While Tom Bates assured us at his meeting at the AME church that they would be tearing up the proposal and instead implementing a community driven exploration, Ed’s move belies this fact by following the proposal to a T. 

Upon reading his announcement, I immediately sent Ed an e-mail asking two questions: 

1. Who will be making the selection among the nominees for the final task force and how will that be done? 

2. Since Max and Tom have been telling everyone we can do whatever the community wants at the BART station, how does this square with starting off with a contract with a developer for housing at the site? 

He has not responded. It has been about a week since I sent the e-mail. This is not a group that is real open about their plans for us.  

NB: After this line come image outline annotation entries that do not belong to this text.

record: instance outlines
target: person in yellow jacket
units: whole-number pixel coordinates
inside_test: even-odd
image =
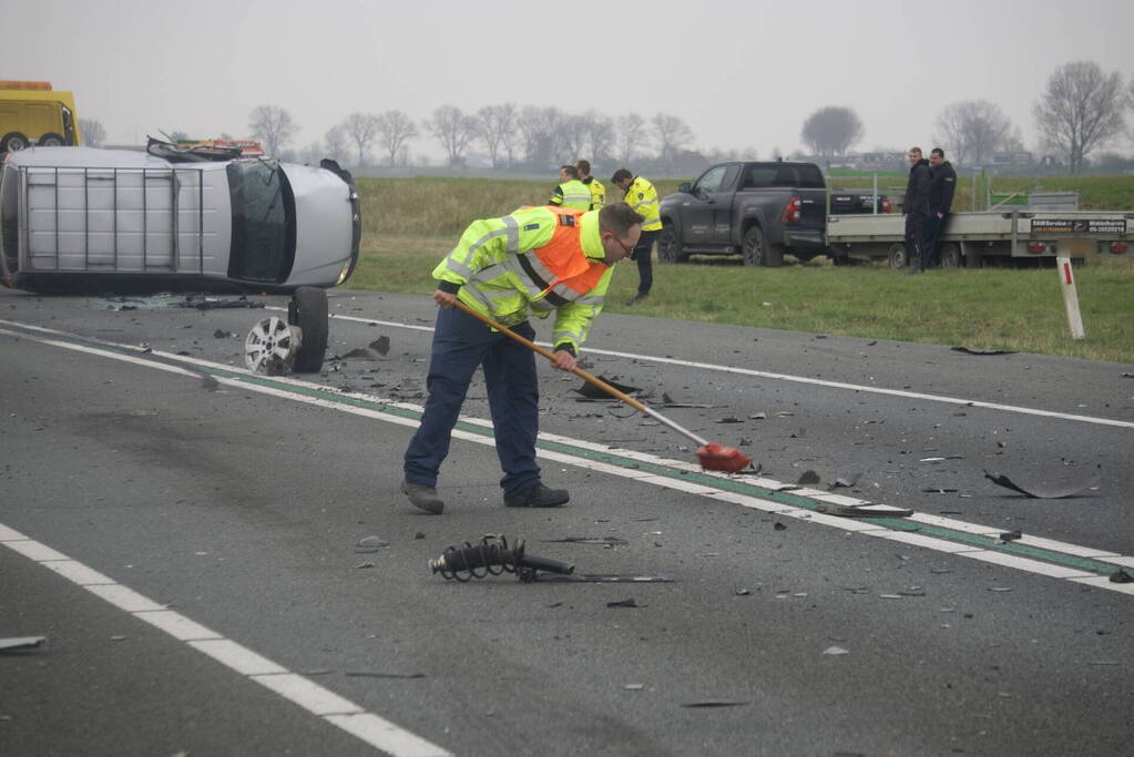
[[[552,367],[570,371],[602,311],[613,265],[638,241],[642,218],[617,203],[601,211],[522,207],[474,221],[433,270],[433,300],[441,307],[433,332],[429,399],[405,453],[401,491],[409,502],[440,514],[441,462],[477,366],[484,368],[497,457],[503,469],[503,503],[553,508],[566,491],[548,488],[535,462],[539,383],[535,354],[454,307],[456,300],[534,340],[528,315],[555,313]]]
[[[638,292],[626,304],[634,305],[649,297],[650,289],[653,287],[653,263],[651,260],[653,240],[661,231],[658,190],[653,188],[652,184],[640,176],[634,176],[624,168],[615,171],[615,175],[610,177],[610,184],[626,194],[626,204],[644,219],[642,221],[642,236],[634,248],[634,254],[631,255],[631,260],[638,264]]]
[[[607,188],[602,186],[601,181],[591,176],[591,161],[581,158],[575,161],[575,168],[578,170],[578,180],[591,190],[591,210],[596,211],[606,205]]]
[[[591,210],[591,190],[578,180],[578,169],[574,165],[559,167],[559,186],[551,193],[548,205],[572,211]]]

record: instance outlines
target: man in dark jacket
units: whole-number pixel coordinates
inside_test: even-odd
[[[957,188],[957,172],[945,160],[945,151],[933,147],[929,153],[929,215],[925,218],[925,262],[941,264],[941,230],[953,206],[953,193]]]
[[[929,215],[929,161],[922,158],[921,147],[911,147],[906,160],[909,161],[909,181],[902,205],[906,214],[906,257],[908,272],[921,273],[925,262],[925,216]]]

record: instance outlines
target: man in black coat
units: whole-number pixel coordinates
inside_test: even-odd
[[[911,147],[906,153],[909,161],[909,181],[906,182],[906,198],[902,205],[906,214],[906,257],[909,273],[921,273],[925,262],[925,216],[929,215],[929,161],[922,158],[921,147]]]
[[[945,151],[933,147],[929,153],[929,215],[925,216],[925,232],[922,235],[925,244],[925,262],[928,265],[941,264],[941,230],[953,206],[953,193],[957,188],[957,172],[953,164],[945,160]]]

Soon after seeing Ed’s announcement, I learned from an SBNDC board member that the task force will be selected by the SBNDC board. Even though this task force will be said to represent us as a community, none of us will have any part in making the final selection among nominees. 

While this is going on, Max has been offering various groups pieces of this project in hopes of appealing to their self-interest and get their support for what he wants. He has promised free parking to churches in the area, art space to Epic Arts. He has offered the Northern California Land Trust, of which I am a member of the board, a piece of the high density housing. Sounds like he is hawking his plan, not spending time finding our what we want. He’s supposed to be representing the desires of the community that elected him to represent US. 

If we really want this process to be driven by us, and if we want something at the BART station that supports a broad community vision, we are clearly going to have to fight for it, and this means standing up to Tom and Max and ED and SBNDC and speaking up for our community. This means saying it is not OK for you to select a task force and then say it represents us. 

There is some action we can take immediately. 

There have been appeals circulated this week to send Caltrans a last rush of letters as they make their final decision on the SBNDC proposal to let them know that we are still not satisfied with the process this group and the City are leading. In addition, there will be a petition circulated asking for a moratorium on any activities, like hiring a developer, until a REAL community process that truly involves all voices in the community can be completed. It is in violation of Tom and Max and Ed’s promise to support what the community wants to go ahead with any agreement with any developer. 

Please join this process. Write a letter and sign the petition. The petition will be circulated at the Flea Market this weekend and there will be copies around other places, including some local e-mail lists. 

Here is the contact information for Caltrans: 

 

Tom Neumann, Chief 

Office of Community Planning 

Division of Transportation Planning 

California Department of Transportation 

1120 N St., MS#49 

Sacramento, CA 95814 

tom_neumann@dot.ca.gov 

 

Kenoli Oleari is a member of the Neighborhood Assemblies Network.